Se rió, con sus ojos más lobunos. Volví la cabeza para enfrentarme a Yuso, que acababa de llegar, lleno de irritación.

—¡Dama Eona! —El capitán hablaba con cortesía, pero el timbre de su voz era helado—. He dado órdenes claras a propósito del Señor Ido. Os ruego que no interfiráis.

—El Señor Ido está aquí para darme instrucción, capitán —dije, con idéntica frialdad—. No me es de utilidad si está exhausto y hambriento. No le neguéis la comida ni el descanso. ¿Está claro?

Yuso me lanzó una mirada hostil.

—¿Está claro, capitán? —espeté.

—Como deseéis, dama Eona. —Agachó la cabeza a regañadientes.

—¿Es eso lo que entendéis por obediencia, capitán? —preguntó Ido sin ninguna emoción, aunque fijaba la vista en mí, como si se estuviera divirtiendo.

Di media vuelta y me marché velozmente. No me habría hecho ningún bien que ninguno de los dos viese mi sonrisa contenida.

Uno de los nuevos, un hombre con el rostro plano propio de la gente de las altas llanuras, me hizo una reverencia, mientras Vida llenaba un tazón de agua para mí. Sorbí el líquido templado y luego me mojé con él la palma de la mano para refrescarme el cogote, con gran alivio. Estaba contenta de haberme puesto a cubierto del sol, y más aún de haberme alejado de la mente aguda de Ido: jugaba con nosotros como si fuéramos piezas del Gran Juego de Estrategia.

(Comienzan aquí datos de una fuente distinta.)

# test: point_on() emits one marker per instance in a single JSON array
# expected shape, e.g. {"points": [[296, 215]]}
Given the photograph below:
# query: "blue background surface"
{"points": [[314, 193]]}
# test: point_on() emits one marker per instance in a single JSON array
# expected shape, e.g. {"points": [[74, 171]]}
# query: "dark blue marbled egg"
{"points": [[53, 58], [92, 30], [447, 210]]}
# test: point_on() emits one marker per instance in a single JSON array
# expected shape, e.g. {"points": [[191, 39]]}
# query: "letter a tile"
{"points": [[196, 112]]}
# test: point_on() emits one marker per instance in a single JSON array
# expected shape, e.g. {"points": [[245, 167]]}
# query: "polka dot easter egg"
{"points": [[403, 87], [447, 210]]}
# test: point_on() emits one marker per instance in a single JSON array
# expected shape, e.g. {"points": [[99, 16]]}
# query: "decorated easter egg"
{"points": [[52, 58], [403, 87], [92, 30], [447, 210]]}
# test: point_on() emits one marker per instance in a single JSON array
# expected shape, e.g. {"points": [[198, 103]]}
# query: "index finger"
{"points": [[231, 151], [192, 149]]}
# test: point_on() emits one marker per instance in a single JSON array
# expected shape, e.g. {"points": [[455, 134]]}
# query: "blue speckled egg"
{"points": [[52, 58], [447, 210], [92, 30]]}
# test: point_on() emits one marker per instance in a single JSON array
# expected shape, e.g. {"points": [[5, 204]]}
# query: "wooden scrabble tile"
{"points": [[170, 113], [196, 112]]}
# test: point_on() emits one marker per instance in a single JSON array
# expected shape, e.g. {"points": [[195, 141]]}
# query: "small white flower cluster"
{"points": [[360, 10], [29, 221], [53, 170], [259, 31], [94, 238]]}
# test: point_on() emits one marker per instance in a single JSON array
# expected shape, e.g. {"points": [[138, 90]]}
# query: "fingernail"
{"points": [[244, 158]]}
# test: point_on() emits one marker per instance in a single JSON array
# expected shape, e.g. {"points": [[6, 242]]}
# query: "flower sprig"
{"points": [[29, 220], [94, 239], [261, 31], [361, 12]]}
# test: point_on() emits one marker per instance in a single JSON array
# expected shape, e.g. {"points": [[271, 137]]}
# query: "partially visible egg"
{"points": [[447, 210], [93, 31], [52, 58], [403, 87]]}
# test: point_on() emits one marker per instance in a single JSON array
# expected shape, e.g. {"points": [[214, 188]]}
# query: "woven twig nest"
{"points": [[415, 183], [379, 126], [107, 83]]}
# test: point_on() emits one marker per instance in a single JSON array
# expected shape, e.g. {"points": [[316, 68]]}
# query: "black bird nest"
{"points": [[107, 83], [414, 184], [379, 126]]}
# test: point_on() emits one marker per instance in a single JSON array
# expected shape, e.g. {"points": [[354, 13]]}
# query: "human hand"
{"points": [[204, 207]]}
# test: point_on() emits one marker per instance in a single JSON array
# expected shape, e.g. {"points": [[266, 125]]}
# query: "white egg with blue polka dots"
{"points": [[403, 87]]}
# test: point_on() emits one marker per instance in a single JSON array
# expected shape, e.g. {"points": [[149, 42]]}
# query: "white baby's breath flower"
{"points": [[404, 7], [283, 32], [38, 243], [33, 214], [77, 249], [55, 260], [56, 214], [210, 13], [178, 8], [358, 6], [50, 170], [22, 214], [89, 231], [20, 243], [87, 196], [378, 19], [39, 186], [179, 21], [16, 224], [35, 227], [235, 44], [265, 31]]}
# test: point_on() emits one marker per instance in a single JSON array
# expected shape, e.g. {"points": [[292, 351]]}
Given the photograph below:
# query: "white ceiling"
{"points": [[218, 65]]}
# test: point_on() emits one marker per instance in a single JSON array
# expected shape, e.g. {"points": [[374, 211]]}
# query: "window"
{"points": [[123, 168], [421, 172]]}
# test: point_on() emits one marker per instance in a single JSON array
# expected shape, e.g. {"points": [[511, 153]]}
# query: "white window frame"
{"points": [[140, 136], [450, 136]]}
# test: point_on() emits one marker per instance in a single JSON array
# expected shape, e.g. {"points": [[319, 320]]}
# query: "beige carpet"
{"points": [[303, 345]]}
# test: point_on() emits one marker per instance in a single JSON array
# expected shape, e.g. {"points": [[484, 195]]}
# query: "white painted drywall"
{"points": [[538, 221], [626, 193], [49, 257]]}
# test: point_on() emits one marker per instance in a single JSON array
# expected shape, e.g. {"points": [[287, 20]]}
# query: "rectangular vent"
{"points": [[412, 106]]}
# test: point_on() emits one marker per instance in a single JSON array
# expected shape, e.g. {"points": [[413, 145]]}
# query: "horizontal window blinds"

Dela estaba sentada en la hierba, no lejos de allí, con el libro rojo abierto y las cejas arrugadas, concentrada, pasando las yemas de los dedos por las líneas de la antigua caligrafía. Ni siquiera levantó la vista cuando Ryko le acercó un cuenco de agua. El isleño lo dejó en el suelo, junto a ella, y luego fue a sentarse a pocos pasos de distancia, como un centinela que guardase sus espaldas mientras trabajaba.

Me di cuenta de que tenía, de nuevo, la vista clavada en Ido. El hombre parecía un imán capaz de atraer mi mirada. Jun lo había llevado finalmente bajo la sombra de un árbol, a buena distancia del resto de nosotros. Ahora estaba sentado en el suelo, con la espalda doblada. Miró en dirección a nosotros, con la oscura cabeza ladeada, como si quisiera transmitirme una extraña sensación de intimidad.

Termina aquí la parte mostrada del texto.